Henri Becquerel believed that phosphorescence was related to x-rays. He at first got a positive result with phosphorescent uranium salts which were able to cloud a photographic plate even through opaque paper when exposed to the sun. However, during one set of experiments it was cloudy so he expected that the film would show only a trace of fogging, but this was not the case. By accident, he had discovered that uranium emitted x-rays unrelated to sunlight and also founded the basis for medical x-ray films.
There were two experiments set up to detect proton decay which was associated with a type of string theory. These detectors failed to ever detect this phenomenon. However, they did detect a neutrino burst from supernova 1987A which confirmed a completely different theory.
Clearly, something can indeed have value by accident rather than design.
he keeps calling people “chemical accidents” of evolution was true, and said caring for a baby was no different then caring for a drum of oil
This has a second error which you might call either a deconstructive fallacy or a fallacy of transcendental exclusion.

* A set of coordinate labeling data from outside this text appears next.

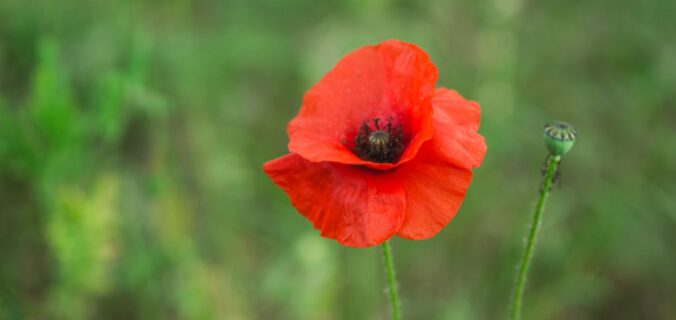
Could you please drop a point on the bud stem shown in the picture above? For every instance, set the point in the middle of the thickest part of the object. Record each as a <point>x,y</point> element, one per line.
<point>517,299</point>
<point>391,279</point>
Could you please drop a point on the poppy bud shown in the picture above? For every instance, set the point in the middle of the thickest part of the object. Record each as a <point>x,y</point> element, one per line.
<point>559,137</point>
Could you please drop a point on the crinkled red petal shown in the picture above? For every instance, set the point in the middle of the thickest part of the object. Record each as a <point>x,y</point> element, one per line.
<point>456,122</point>
<point>434,190</point>
<point>392,78</point>
<point>355,206</point>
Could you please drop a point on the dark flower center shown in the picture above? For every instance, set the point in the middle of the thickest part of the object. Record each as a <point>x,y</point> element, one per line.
<point>379,142</point>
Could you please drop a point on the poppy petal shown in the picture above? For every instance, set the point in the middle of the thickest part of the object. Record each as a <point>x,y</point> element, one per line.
<point>390,79</point>
<point>356,207</point>
<point>434,190</point>
<point>456,121</point>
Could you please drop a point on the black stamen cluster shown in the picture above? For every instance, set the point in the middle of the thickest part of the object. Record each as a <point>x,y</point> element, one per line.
<point>379,142</point>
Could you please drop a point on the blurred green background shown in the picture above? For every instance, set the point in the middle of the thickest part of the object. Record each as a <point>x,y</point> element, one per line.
<point>132,135</point>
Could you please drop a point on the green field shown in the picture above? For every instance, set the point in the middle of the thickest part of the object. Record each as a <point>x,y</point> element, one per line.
<point>132,135</point>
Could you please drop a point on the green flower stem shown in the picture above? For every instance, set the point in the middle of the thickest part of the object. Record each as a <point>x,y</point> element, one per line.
<point>391,279</point>
<point>517,299</point>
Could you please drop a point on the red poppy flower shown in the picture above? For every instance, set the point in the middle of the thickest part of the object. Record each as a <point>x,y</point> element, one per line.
<point>377,151</point>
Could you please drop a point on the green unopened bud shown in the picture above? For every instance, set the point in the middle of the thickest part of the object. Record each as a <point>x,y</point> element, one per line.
<point>559,137</point>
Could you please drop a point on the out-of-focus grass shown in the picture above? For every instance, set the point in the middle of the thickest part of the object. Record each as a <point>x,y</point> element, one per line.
<point>132,135</point>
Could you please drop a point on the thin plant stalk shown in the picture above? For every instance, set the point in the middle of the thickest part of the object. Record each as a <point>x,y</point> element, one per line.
<point>391,280</point>
<point>517,299</point>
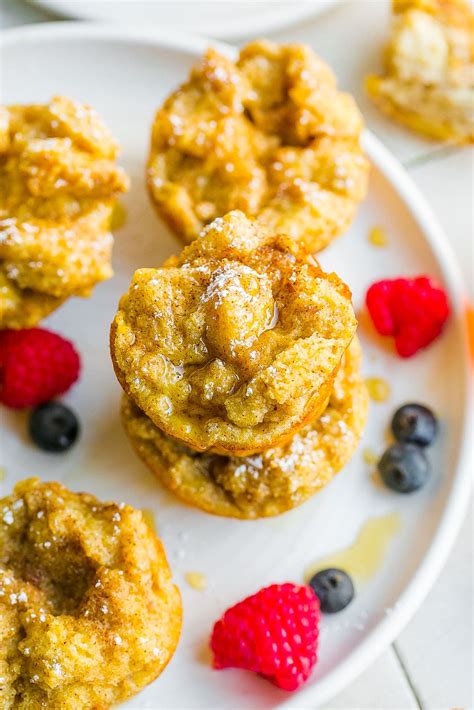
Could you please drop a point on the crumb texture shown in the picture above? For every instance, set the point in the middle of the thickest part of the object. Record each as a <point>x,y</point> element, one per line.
<point>88,612</point>
<point>233,345</point>
<point>428,82</point>
<point>270,135</point>
<point>58,188</point>
<point>269,483</point>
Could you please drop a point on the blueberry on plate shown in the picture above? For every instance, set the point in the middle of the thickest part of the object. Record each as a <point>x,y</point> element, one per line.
<point>53,427</point>
<point>334,589</point>
<point>404,468</point>
<point>414,424</point>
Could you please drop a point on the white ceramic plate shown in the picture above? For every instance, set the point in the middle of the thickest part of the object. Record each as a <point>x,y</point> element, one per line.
<point>125,75</point>
<point>213,18</point>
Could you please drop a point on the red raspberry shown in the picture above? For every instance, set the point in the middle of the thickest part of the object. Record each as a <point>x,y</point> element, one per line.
<point>273,632</point>
<point>35,366</point>
<point>414,311</point>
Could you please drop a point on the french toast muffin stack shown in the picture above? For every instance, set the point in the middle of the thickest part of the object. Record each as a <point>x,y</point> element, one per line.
<point>268,134</point>
<point>59,184</point>
<point>240,371</point>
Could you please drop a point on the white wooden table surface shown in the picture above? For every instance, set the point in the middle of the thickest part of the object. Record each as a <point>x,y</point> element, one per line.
<point>431,663</point>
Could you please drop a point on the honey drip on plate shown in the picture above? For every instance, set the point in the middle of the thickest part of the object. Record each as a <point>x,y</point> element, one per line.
<point>363,558</point>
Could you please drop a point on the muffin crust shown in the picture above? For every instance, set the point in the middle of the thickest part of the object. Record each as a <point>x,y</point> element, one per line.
<point>233,345</point>
<point>268,483</point>
<point>428,82</point>
<point>270,135</point>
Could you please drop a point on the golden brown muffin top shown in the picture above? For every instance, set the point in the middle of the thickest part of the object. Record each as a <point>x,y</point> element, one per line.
<point>428,82</point>
<point>234,344</point>
<point>265,484</point>
<point>270,135</point>
<point>88,612</point>
<point>58,184</point>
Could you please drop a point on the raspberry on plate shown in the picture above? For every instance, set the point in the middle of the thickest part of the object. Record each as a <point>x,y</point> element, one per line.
<point>413,311</point>
<point>273,632</point>
<point>36,365</point>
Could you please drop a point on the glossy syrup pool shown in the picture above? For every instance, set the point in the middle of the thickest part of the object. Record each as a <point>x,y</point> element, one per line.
<point>362,559</point>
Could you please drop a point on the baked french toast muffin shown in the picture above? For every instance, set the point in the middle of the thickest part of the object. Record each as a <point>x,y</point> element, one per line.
<point>268,134</point>
<point>58,188</point>
<point>268,483</point>
<point>233,345</point>
<point>88,612</point>
<point>428,81</point>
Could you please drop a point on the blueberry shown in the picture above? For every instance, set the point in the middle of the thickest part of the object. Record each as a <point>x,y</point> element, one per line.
<point>53,427</point>
<point>404,467</point>
<point>334,589</point>
<point>414,424</point>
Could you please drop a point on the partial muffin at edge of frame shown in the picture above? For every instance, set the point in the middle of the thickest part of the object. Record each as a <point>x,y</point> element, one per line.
<point>88,611</point>
<point>269,483</point>
<point>58,188</point>
<point>268,134</point>
<point>234,345</point>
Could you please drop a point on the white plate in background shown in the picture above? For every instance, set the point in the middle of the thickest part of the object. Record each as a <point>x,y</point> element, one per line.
<point>213,18</point>
<point>125,74</point>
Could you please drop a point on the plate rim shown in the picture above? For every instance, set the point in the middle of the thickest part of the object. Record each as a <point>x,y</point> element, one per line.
<point>284,16</point>
<point>458,499</point>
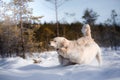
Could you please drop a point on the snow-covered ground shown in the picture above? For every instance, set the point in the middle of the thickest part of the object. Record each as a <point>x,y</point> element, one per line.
<point>50,69</point>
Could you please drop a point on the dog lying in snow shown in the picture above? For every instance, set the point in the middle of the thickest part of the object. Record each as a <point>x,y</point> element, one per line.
<point>80,51</point>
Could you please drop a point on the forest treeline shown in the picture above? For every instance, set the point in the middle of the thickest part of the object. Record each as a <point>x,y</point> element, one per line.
<point>21,32</point>
<point>37,36</point>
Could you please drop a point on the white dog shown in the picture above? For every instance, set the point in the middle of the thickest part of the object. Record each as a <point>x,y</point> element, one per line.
<point>81,51</point>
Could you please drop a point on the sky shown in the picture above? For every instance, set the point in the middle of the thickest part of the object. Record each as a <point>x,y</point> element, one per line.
<point>75,7</point>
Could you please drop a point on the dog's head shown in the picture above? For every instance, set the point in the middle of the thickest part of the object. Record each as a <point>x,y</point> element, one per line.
<point>86,30</point>
<point>58,42</point>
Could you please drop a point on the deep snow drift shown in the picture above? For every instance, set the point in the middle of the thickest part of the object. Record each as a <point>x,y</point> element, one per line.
<point>50,69</point>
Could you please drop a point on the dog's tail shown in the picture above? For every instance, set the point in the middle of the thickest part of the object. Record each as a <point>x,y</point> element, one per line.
<point>99,58</point>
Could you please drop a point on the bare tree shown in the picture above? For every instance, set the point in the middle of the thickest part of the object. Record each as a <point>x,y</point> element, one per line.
<point>21,10</point>
<point>57,4</point>
<point>90,16</point>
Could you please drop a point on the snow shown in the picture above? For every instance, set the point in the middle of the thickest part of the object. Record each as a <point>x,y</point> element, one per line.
<point>50,69</point>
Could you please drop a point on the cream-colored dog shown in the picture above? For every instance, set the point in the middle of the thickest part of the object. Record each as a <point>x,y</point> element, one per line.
<point>81,51</point>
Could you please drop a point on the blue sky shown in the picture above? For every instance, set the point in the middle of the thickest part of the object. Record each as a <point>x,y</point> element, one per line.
<point>102,7</point>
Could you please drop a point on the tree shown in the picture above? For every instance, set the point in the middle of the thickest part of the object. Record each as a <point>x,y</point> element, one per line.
<point>90,16</point>
<point>57,4</point>
<point>21,10</point>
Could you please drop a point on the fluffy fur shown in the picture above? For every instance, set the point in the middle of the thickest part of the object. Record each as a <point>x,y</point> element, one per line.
<point>81,51</point>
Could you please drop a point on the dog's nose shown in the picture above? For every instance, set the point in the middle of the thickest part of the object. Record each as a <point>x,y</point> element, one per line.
<point>57,49</point>
<point>48,43</point>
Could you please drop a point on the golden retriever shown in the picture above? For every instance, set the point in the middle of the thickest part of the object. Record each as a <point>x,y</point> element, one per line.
<point>81,51</point>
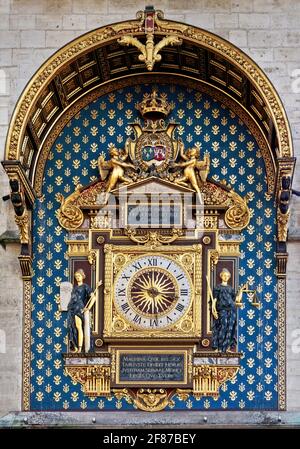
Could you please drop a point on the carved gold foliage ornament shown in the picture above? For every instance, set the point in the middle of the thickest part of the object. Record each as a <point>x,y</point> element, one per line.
<point>153,238</point>
<point>94,378</point>
<point>208,379</point>
<point>149,52</point>
<point>146,399</point>
<point>282,225</point>
<point>238,214</point>
<point>23,225</point>
<point>69,214</point>
<point>151,400</point>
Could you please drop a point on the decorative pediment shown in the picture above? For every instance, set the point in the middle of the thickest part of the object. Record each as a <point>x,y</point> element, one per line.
<point>152,185</point>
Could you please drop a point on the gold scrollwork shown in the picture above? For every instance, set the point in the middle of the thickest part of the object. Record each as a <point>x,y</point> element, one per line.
<point>151,400</point>
<point>119,325</point>
<point>238,215</point>
<point>214,258</point>
<point>183,395</point>
<point>153,238</point>
<point>95,378</point>
<point>282,225</point>
<point>186,325</point>
<point>23,225</point>
<point>146,399</point>
<point>208,379</point>
<point>92,257</point>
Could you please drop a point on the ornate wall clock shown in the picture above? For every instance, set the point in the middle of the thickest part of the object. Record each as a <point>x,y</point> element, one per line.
<point>152,321</point>
<point>154,293</point>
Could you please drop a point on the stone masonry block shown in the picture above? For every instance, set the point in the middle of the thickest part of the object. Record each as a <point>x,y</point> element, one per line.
<point>259,38</point>
<point>47,22</point>
<point>74,22</point>
<point>217,5</point>
<point>254,21</point>
<point>98,20</point>
<point>238,37</point>
<point>241,6</point>
<point>22,22</point>
<point>5,57</point>
<point>59,38</point>
<point>4,22</point>
<point>200,20</point>
<point>271,5</point>
<point>9,39</point>
<point>226,21</point>
<point>33,39</point>
<point>91,6</point>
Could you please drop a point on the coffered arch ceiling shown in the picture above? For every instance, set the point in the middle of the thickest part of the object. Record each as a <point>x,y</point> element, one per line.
<point>97,59</point>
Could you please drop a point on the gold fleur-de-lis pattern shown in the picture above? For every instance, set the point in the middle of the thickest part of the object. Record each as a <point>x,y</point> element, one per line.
<point>235,157</point>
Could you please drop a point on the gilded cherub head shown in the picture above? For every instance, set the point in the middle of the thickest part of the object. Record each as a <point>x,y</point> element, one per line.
<point>225,275</point>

In other words, you argue that something cannot be different or more than its individual parts. However, this assertion is clearly wrong.
A birthday cake is not merely a pile of flour, milk, butter, sugar, and baking powder.
A car body cannot move by itself. A wheel can only roll downhill. A motor can turn but cannot otherwise move. Therefore, by Lisle's logic, a car either cannot move or can only coast downhill.
The most obvious error he commits though in an argument for emotional detachment from deconstruction would be the Bible itself. By his logic, the Bible is nothing more than pigmented symbols on thin layers of dead plant fibers so why would it have any more value than graffiti spray-painted on a tree trunk?